Эх, если бы не ты, Санька, не болтался бы я сейчас между небом и землей вместе с двумя безумными барышнями, а сидел в своей замечательной холостяцкой квартирке, и моя Маруська уже подобралась бы вплотную к убийцам олигарха Астахова. Я чуть не написал о тебе книгу, чуть не достроил яхту и чуть не умер на ней от тоски. Тебя нет, зато есть Иванна, которую почему-то очень интересуют обстоятельства твоей гибели. Она симпатичная, Санька. У нее каштановые волосы, неожиданно нежная улыбка, и она, когда думает, как правило, закрывает глаза. «У нас есть две почти взаимоисключающие задачи, – сказала она мне. – Нам нужно исчезнуть и в то же время начать расследование. И неизвестно, что получится у нас лучше». Я предложил свое финансовое участие, и Иванна грустно улыбнулась. «Денег много, – вздохнула она, – просто некуда девать». Впервые слышал, чтобы о деньгах говорили так печально. «Да и не нужны деньги-то, – добавила она. – Не в них пока дело. Нужно понимание. А его у нас нет».
 
   – Вау! – заорала вдруг Юська. – Огни, твою мать! Ну, молимся, пацаны, чтобы я не промахнулась…
   Полную темноту внизу прошивали два строго параллельных огненных штрих-пунктира.
   – Она сядет, – тихо сказала мне Иванна, коснувшись губами моего уха, – не волнуйся.

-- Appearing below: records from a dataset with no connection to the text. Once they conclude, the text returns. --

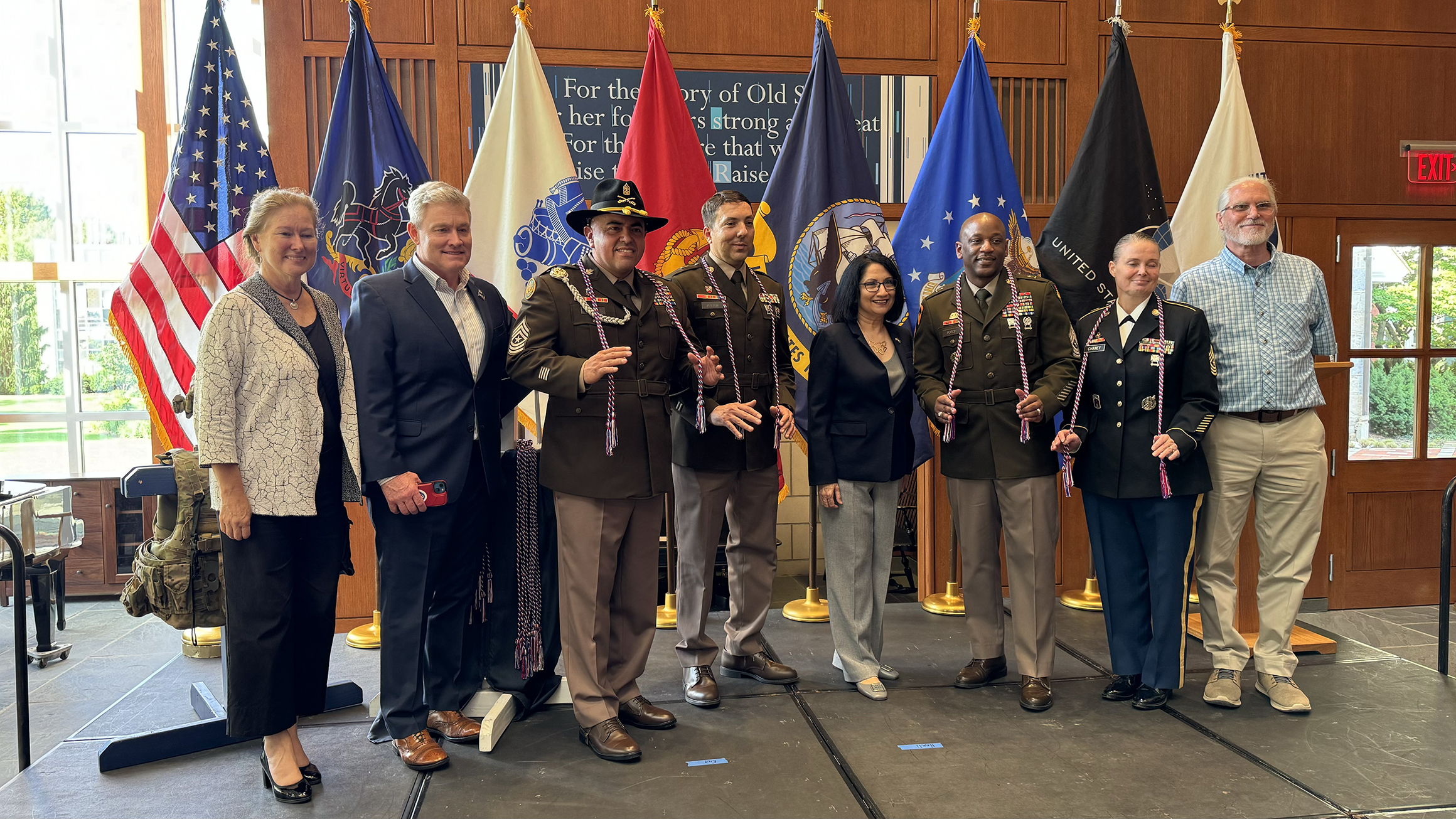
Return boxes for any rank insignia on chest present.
[1002,290,1037,318]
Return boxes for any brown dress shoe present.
[425,711,481,742]
[722,651,800,685]
[955,657,1006,688]
[618,695,677,730]
[683,666,719,709]
[1020,675,1051,711]
[390,732,450,771]
[581,717,642,762]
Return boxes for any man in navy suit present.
[345,182,526,771]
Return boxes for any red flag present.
[618,19,718,276]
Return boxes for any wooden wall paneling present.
[303,0,425,44]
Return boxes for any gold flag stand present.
[783,487,828,623]
[920,523,965,616]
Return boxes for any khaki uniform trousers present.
[1196,411,1329,676]
[673,463,779,669]
[555,493,663,727]
[945,475,1060,676]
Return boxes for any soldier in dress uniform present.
[506,179,720,761]
[914,213,1076,711]
[670,191,800,709]
[1051,233,1219,710]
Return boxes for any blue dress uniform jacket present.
[1072,299,1219,498]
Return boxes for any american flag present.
[110,0,277,449]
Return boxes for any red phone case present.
[419,481,449,506]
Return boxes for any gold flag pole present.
[654,490,677,628]
[783,483,828,623]
[920,523,965,616]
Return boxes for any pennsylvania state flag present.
[1037,21,1165,321]
[309,1,429,322]
[748,21,930,465]
[894,35,1037,328]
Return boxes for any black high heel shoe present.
[258,754,313,803]
[299,762,323,786]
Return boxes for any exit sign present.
[1405,150,1456,185]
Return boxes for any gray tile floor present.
[0,591,1456,819]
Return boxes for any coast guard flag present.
[464,18,587,439]
[618,19,718,276]
[309,1,429,322]
[894,35,1037,328]
[1037,21,1170,321]
[108,0,278,449]
[1157,32,1283,287]
[748,21,930,465]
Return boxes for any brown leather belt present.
[1223,407,1310,424]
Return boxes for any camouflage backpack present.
[121,449,226,628]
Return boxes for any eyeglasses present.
[1223,203,1274,216]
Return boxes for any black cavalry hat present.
[566,179,667,235]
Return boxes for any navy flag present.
[748,19,930,465]
[1037,21,1165,321]
[309,1,429,322]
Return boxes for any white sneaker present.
[1202,669,1243,709]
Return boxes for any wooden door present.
[1334,220,1456,609]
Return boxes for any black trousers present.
[368,442,491,742]
[223,501,350,737]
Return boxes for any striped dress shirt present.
[1170,240,1338,412]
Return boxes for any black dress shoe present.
[1102,673,1143,702]
[299,762,323,786]
[618,695,677,730]
[719,651,800,685]
[258,754,313,805]
[1133,685,1174,711]
[955,657,1006,688]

   И она села. Мягко и бесшумно, я даже сразу не понял, что мы уже на земле. Пока Юська с Иванной обнимались и целовались и Иванна говорила ей «ты моя умница», я смотрел, как в свете огня, высоко горящего в железной бочке в опасной близости от правого крыла, идут к самолету люди, одетые тепло и по-деревенски тускло. С тихим чмоканьем открылась дверь, и Юська опустила трап. В салон ворвался холодный воздух, снег. Иванна вышла первой и молча обняла женщину в черном тулупчике и в пестром шерстяном платке. Стоящий рядом мужчина сказал ей:
   – Здравствуй, хозяйка. Ждем не дождемся. Бабы с утра пироги пекут, как на свадьбу.
   – Это Леша, – начала Иванна представлять прибывших и встречающих. – А это дядя Слава и Люба.
   Дядя Слава вытащил руку из меховой варежки и протянул мне. Рука была горячая и твердая, как дерево. Потом я пожал еще несколько рук и понял, что тут человек десять-двенадцать.
   – А это, – сказала Иванна, – смелая летчица Юля Гольдштейн.
   Маленькая Юська грациозно спрыгнула на землю.
   – Боже, как я хочу водки с салом! – сообщила она.
   – На здоровье, – снисходительно кивнул дядя Слава. И добавил, кивнув куда-то вбок: – Только нам еще ехать и ехать.
   – Черт его знает, что делать… – пробормотала Юся. – На сигнализацию, что ли, ставить до завтра? Может ли кто-нибудь в этом лесу угнать самолет? Теоретически…
   – Теоретически, – усмехнулась Иванна, – в этом лесу водится всякая необразованная языческая нечисть.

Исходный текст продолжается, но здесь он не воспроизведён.